Площадки они достигли не прежде одиннадцати часов вечера. Тут их ожидало самое радушное гостеприимство со стороны товарищей, которым более посчастливилось. Заготовлены были громадные чашки с теплым вином, чтоб подкрепить их и отогреть окоченелые от стужи члены, во всех домах развели яркий огонь в очагах, солома разостлана была по всему полу; словом — менее чем через час по прибытии их в лагерь альтенгеймские вольные стрелки совсем забыли вынесенные страдания и весело ужинали.
Три главных начальника провели между собой продолжительное совещание, на котором решено было уменьшить, насколько будет возможно, число фургонов, полевые орудия, отнятые у немцев, заклепать и сбросить на дно пропасти, и наконец, простоять в деревне дня два, не столько чтоб отдохнуть и собраться с силами, сколько потому, что горные тропинки стали непроходимы.
Последнее решение не представляло никакой опасности для отряда. Доступ к нему был загражден со всех сторон, неожиданное нападение невозможно. И пруссаки потерпели такое поражение, что они, вероятно, не в состоянии будут погнаться за ними ранее как через несколько дней.
Приняв все эти меры и разослав патрули по всем направлениям для обзора окрестностей, офицеры деятельно принялись осматривать обоз, дабы уменьшить его, согласно принятому решению.
Осмотр начался тотчас после завтрака, то есть около десяти часов утра, и все, что нашли лишним или бесполезным, безжалостно было осуждено на разрушение и на месте же уничтожено.
От фуры к фуре комиссия дошла до тележки довольно красивого вида — два сильных лошака привязаны были к оглобле на длинном ремне и ели корм, насыпанный на разостланную перед ними попону.
— Чья эта тележка? — спросил Мишель у Людвига. — Она не принадлежит к нашему обозу.

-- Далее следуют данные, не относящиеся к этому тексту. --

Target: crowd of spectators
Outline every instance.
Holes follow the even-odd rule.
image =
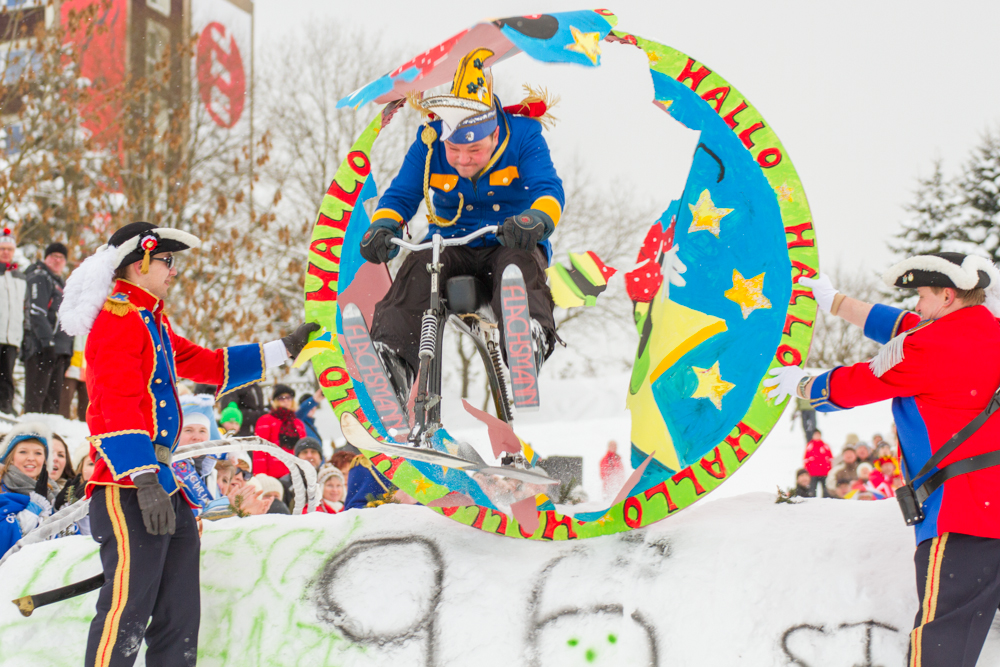
[[[807,438],[793,495],[802,498],[883,500],[903,485],[896,447],[876,433],[871,444],[850,433],[834,457],[818,429]]]
[[[335,447],[329,438],[322,437],[315,419],[322,400],[320,392],[305,394],[301,404],[296,404],[292,388],[276,384],[267,388],[270,410],[255,414],[240,406],[262,406],[255,400],[260,396],[251,394],[248,401],[245,396],[228,395],[217,401],[214,390],[201,385],[193,390],[179,387],[184,423],[179,447],[241,435],[267,440],[316,470],[310,495],[318,497],[316,511],[324,514],[387,502],[414,502],[356,449]],[[324,448],[331,451],[329,457]],[[93,456],[89,443],[81,442],[71,449],[43,423],[17,423],[0,439],[0,556],[54,512],[86,497]],[[186,496],[199,505],[195,512],[201,520],[307,512],[307,508],[295,506],[292,480],[295,475],[306,483],[302,468],[287,465],[272,453],[240,450],[206,454],[175,460],[171,465]],[[89,535],[87,517],[60,533],[67,534]]]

— Правда, я забыл упомянуть про это вчера, с этим связана целая история.
— История?
— Представьте себе, тележка эта принадлежит еврею из Кольмара. Бедняга, вероятно, не выдержав притеснений, которым то и дело подвергали его пруссаки, решился бежать, во что бы ни стало и в один прекрасный день исполнил свое намерение. Но он ошибся в расчете, остроголовники открыли его и захватили. После нашего сражения вчера утром, возвращаясь с погони, господин Кердрель привез с собою этого беднягу, который лежал полумертвый в своей тележке.
Мишель обратился к Ивону.
— Да, — ответил молодой офицер на безмолвный вопрос, — я нашел этого человека в обмороке под опрокинутой тележкой. Должно быть, пруссаки сильно избили его и, не подоспей я вовремя, доконали бы. Он в таких трогательных выражениях стал умолять меня о помощи, что я не мог, ей-Богу, устоять, он же приходится мне и земляком в некотором роде. Итак, я велел положить его в тележку и привез с собою в лагерь.

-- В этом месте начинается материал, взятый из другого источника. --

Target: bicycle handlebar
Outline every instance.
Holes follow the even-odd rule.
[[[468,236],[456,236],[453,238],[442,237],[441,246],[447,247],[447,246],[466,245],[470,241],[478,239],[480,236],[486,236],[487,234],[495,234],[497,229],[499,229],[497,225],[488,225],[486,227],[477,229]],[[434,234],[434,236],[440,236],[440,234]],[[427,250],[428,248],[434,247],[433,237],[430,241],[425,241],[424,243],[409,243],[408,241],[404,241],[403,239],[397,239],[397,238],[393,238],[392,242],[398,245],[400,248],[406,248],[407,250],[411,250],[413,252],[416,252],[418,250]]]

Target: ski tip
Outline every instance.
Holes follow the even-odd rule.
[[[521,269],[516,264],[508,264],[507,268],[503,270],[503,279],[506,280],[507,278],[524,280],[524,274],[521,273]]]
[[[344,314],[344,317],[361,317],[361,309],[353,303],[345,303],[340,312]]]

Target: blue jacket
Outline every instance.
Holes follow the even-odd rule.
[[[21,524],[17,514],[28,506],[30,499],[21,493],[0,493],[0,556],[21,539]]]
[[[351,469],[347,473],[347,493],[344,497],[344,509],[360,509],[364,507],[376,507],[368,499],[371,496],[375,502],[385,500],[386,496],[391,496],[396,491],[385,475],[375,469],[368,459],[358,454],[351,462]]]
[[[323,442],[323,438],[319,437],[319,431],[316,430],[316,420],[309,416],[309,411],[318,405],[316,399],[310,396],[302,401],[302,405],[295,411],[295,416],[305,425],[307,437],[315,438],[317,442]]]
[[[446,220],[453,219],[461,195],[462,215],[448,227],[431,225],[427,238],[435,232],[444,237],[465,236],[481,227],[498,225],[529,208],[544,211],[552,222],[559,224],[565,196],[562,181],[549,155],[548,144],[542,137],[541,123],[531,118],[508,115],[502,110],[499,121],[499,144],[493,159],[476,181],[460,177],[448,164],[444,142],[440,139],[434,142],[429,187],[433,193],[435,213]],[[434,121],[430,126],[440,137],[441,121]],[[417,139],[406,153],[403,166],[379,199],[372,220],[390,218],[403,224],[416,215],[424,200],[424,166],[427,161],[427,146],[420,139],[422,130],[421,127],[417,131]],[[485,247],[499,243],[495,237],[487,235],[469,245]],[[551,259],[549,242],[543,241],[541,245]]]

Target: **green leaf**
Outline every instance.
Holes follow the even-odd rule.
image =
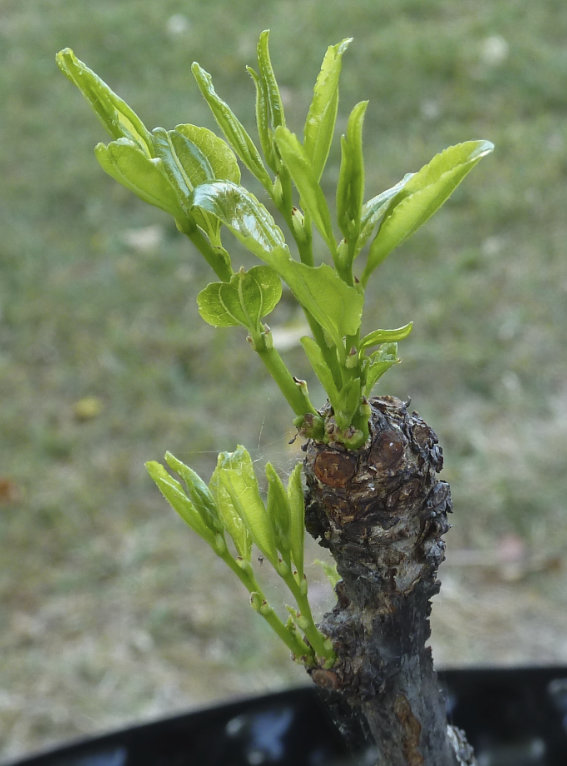
[[[230,282],[213,282],[197,296],[199,314],[213,327],[242,325],[255,331],[282,294],[280,278],[269,266],[241,269]]]
[[[161,131],[161,128],[156,128]],[[178,167],[186,180],[187,188],[193,189],[210,181],[240,181],[240,168],[228,144],[207,128],[195,125],[177,125],[167,134],[168,143],[175,158],[174,172]],[[162,156],[162,155],[160,155]],[[164,161],[165,161],[164,156]],[[220,221],[203,210],[195,210],[197,224],[204,229],[211,241],[220,245]]]
[[[226,101],[223,101],[217,95],[211,75],[199,66],[196,61],[193,62],[191,71],[218,126],[236,152],[237,157],[240,158],[248,170],[256,176],[266,189],[271,189],[272,181],[264,167],[258,149]]]
[[[231,181],[202,184],[193,191],[193,205],[215,215],[251,253],[271,266],[274,259],[288,257],[281,229],[244,187]]]
[[[352,38],[347,38],[327,48],[305,121],[303,144],[316,181],[321,178],[333,140],[339,104],[342,57],[351,40]]]
[[[358,252],[362,250],[372,236],[376,226],[388,209],[392,197],[395,197],[403,189],[413,175],[414,173],[406,173],[397,184],[394,184],[390,189],[386,189],[364,203],[361,211],[360,232],[357,241]]]
[[[346,239],[356,238],[360,229],[364,196],[362,125],[368,101],[352,110],[345,136],[341,138],[341,167],[337,183],[337,221]]]
[[[260,497],[254,465],[246,448],[239,445],[234,452],[221,452],[215,474],[218,486],[228,494],[232,508],[245,523],[253,541],[277,567],[274,528]]]
[[[272,127],[270,125],[270,112],[268,107],[268,94],[266,93],[266,84],[262,78],[251,66],[246,67],[246,71],[254,81],[256,88],[256,127],[258,129],[258,138],[260,146],[264,153],[264,158],[268,167],[276,171],[277,157],[274,152],[274,142],[272,137]]]
[[[396,330],[374,330],[374,332],[368,333],[368,335],[362,338],[359,348],[370,348],[370,346],[378,346],[380,343],[395,343],[399,340],[404,340],[412,329],[413,322],[409,322],[403,327],[398,327]]]
[[[183,491],[181,484],[165,470],[161,463],[157,463],[155,460],[147,462],[146,469],[173,510],[181,516],[191,529],[212,545],[215,531],[205,524],[201,515]]]
[[[301,463],[298,463],[287,483],[290,508],[289,539],[291,553],[299,578],[303,578],[303,556],[305,549],[305,500],[301,484]]]
[[[348,428],[361,402],[360,378],[349,380],[339,392],[335,419],[339,428]]]
[[[408,180],[390,201],[382,219],[370,247],[362,275],[363,284],[384,258],[425,223],[473,167],[493,149],[489,141],[467,141],[451,146]]]
[[[274,149],[274,130],[285,125],[282,99],[276,81],[268,49],[269,30],[264,30],[258,40],[259,74],[247,67],[256,86],[256,124],[260,145],[270,168],[279,171],[279,159]]]
[[[171,139],[193,186],[208,181],[239,183],[240,168],[234,152],[212,130],[197,125],[176,125]]]
[[[305,351],[305,356],[309,360],[313,372],[323,386],[325,393],[329,397],[332,407],[337,407],[339,403],[339,390],[335,385],[333,373],[329,369],[325,357],[318,344],[309,335],[301,338],[301,345]]]
[[[212,131],[195,125],[178,125],[170,131],[154,128],[152,136],[155,154],[163,161],[185,209],[191,206],[191,190],[195,186],[216,179],[240,180],[236,157],[228,144]],[[210,240],[220,245],[218,218],[203,210],[195,210],[194,218]]]
[[[390,367],[399,363],[398,347],[396,343],[384,344],[378,351],[364,360],[363,379],[364,386],[362,394],[369,397],[376,381],[387,372]]]
[[[154,128],[152,138],[154,142],[154,156],[161,160],[161,167],[169,179],[169,183],[177,192],[177,199],[180,205],[184,209],[189,209],[193,186],[173,147],[171,133],[165,130],[165,128]]]
[[[343,282],[333,268],[326,263],[307,266],[291,258],[274,261],[272,267],[337,348],[342,347],[345,335],[356,335],[364,295],[356,287]]]
[[[230,453],[221,452],[217,459],[217,466],[211,476],[209,489],[215,499],[224,527],[234,542],[234,546],[240,558],[249,562],[252,557],[252,538],[241,514],[240,508],[235,505],[231,493],[222,480],[225,456]]]
[[[144,202],[165,210],[176,219],[187,218],[161,159],[148,157],[128,138],[119,138],[108,145],[97,144],[95,155],[108,175]]]
[[[127,138],[147,157],[151,157],[151,134],[133,109],[78,59],[70,48],[59,51],[56,61],[63,74],[79,88],[91,104],[112,138]]]
[[[178,460],[175,455],[172,455],[171,452],[165,453],[165,461],[183,479],[189,491],[189,497],[199,512],[203,523],[209,529],[222,534],[224,532],[224,524],[219,517],[215,499],[203,479],[192,468]]]
[[[270,124],[272,129],[275,129],[278,127],[278,125],[285,125],[285,116],[280,89],[278,87],[274,70],[272,68],[272,62],[270,60],[270,51],[268,47],[269,38],[270,30],[265,29],[260,34],[260,38],[258,40],[258,68],[260,70],[262,80],[266,84]]]
[[[287,492],[282,480],[273,465],[267,463],[266,478],[268,480],[267,511],[276,535],[276,544],[284,561],[289,565],[290,552],[290,507]]]
[[[319,185],[309,156],[297,136],[280,126],[275,132],[276,144],[301,198],[301,205],[334,255],[337,249],[331,214],[323,190]]]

— Гм! Какого это рода человек? — спросил Мишель, нахмурив брови.
— Да еврей в полном смысле слова, — ответил Ивон улыбаясь.
— Где он?
Приподняли верх тележки, в ней не оказалось никого.
— Он где-нибудь поблизости, — заметил Людвиг, — желаете вы видеть его, командир?
— Да, сам не знаю почему, но еврей этот не внушает мне доверия, хотя я лично не знаю его.
— Вид у него честный.
— Не спорю, но все-таки желаю допросить.
— Это легко, я сейчас прикажу отыскать его и привести к вам.
— Пожалуйста, любезный Людвиг, вы знаете, какую осторожность мы должны соблюдать.
— Да, да, командир, это справедливо. Куда привести жида?
— Сюда, к его тележке, где мы и выждем его. Только смотрите, не грозить ему и не прибегать к насилию.